Мы перешли через улицу — это было в Салтыковском переулке — и вошли во двор серого, мрачного, запущенного двухэтажного купеческого особняка, отделенного от тротуара забором и палисадником. Поднялись по черной лестнице, прикрытой деревянной галереей, и позвонили у двери, крытой драной клеенкой, из-под которой торчала мочала.

Нам отворил хозяин в сапогах бутылками, в жилете, с рубахой навыпуск. Это был высокий старик с густыми седыми бровями, с длинной зеленой бородой, с бледно-голубыми, светлыми, детскими, но в то же время жуткими — «распутинскими» глазами.

— Грабарь… это цто историю искусства написал. Цитал… Волошин? Не цитал, не знаю… — говорил он, сильно цокая, вводя нас в комнаты.
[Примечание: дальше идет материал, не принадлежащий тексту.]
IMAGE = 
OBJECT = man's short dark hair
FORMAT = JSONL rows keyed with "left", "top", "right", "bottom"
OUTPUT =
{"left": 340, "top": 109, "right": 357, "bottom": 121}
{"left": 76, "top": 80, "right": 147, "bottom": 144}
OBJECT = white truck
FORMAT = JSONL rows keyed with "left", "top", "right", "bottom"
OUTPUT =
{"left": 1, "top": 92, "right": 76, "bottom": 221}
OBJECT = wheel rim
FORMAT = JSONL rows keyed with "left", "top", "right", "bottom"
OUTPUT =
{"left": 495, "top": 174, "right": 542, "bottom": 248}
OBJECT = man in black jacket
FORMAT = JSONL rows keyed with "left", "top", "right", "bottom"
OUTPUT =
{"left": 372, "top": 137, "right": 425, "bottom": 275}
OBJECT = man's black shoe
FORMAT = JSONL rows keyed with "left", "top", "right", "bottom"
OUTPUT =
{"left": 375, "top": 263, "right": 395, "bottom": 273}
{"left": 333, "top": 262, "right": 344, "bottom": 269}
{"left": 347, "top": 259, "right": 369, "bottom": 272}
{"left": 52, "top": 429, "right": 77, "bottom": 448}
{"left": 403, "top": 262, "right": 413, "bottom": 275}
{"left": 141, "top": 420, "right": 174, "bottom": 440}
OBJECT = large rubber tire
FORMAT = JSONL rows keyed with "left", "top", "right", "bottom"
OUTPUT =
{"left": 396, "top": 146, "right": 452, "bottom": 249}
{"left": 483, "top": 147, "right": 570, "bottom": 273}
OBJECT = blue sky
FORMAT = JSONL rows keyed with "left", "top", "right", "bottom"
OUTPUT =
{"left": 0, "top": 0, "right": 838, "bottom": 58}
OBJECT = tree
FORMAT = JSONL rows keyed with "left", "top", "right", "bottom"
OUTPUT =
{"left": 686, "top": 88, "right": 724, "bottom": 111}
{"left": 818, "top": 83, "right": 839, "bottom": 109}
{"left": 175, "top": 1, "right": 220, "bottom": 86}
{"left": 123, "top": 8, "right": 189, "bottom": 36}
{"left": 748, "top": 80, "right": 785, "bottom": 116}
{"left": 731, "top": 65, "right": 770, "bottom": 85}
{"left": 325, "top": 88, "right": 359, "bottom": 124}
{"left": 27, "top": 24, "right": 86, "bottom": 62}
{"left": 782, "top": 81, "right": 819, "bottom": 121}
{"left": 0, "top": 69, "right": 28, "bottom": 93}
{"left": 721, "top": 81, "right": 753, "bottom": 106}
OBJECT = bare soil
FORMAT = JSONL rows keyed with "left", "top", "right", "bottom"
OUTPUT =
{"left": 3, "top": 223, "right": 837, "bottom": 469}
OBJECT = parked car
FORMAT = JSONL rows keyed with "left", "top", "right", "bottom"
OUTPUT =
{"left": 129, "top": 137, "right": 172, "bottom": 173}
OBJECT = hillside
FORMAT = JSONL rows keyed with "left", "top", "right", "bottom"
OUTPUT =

Квартира, в которую мы вошли, сбивала с толку своими странностями. Первая комната носила характер купеческой старозаветной гостиной… Мебель в чехлах, пыльный кокон обтянутой коленкором люстры, портреты, затянутые марлей от мух, непромытые стекла — все носило характер странного запустения. Только один угол комнаты, где стоял круглый стол, покрытый красной клетчатой скатертью, с неугасимым самоваром, был жилым. Дальше вел лабиринт комнат, коридоров, перегородок, где во всех углах можно было усмотреть логова — неприкрытые тюфяки с красными подушками и со смятыми лоскутчатыми одеялами.

И посреди всей этой странной, почти нищенской обстановки были собраны такие сокровища, что Грабарь так и ахнул:

— Да здесь их на миллионы собрано… куда вы нас завели?

— Тсс… я вам хотел сюрприз сделать. Это один из моих клиентов. Это беспоповская молельня. Он сам удивительный знаток иконописи. Тут и он, и его отец, и дед из рода в род собирали. Вы с ним поговорите-ка об иконах, — прошептал адвокат.

По всем стенам и перегородкам, разделявшим комнаты, сверху донизу, во много рядов были развешаны иконы. Все это были древние драгоценные иконы цвета слоновой кости, киновари и золота, новгородского, московского и строгановского письма: чины, Спасы, Успенья…

— Да мне всю мою «Историю живописи» заново переделывать придется! — восклицал Грабарь, когда мы с тоненькими восковыми свечками, взбираясь по приставным лестницам, рассматривали их по темным углам.

Хозяин действительно оказался знатоком, и у них с Грабарем тотчас же разгорелся горячий разговор, и тот, воодушевляясь, вел нас по более укромным закоулкам, хвастаясь потаенными сокровищами. Только мимо некоторых он проходил, роняя с небрежностью:

— «Ну, эти смотреть не стоит — это совсем новенькие: времен Алексея Михайловича…»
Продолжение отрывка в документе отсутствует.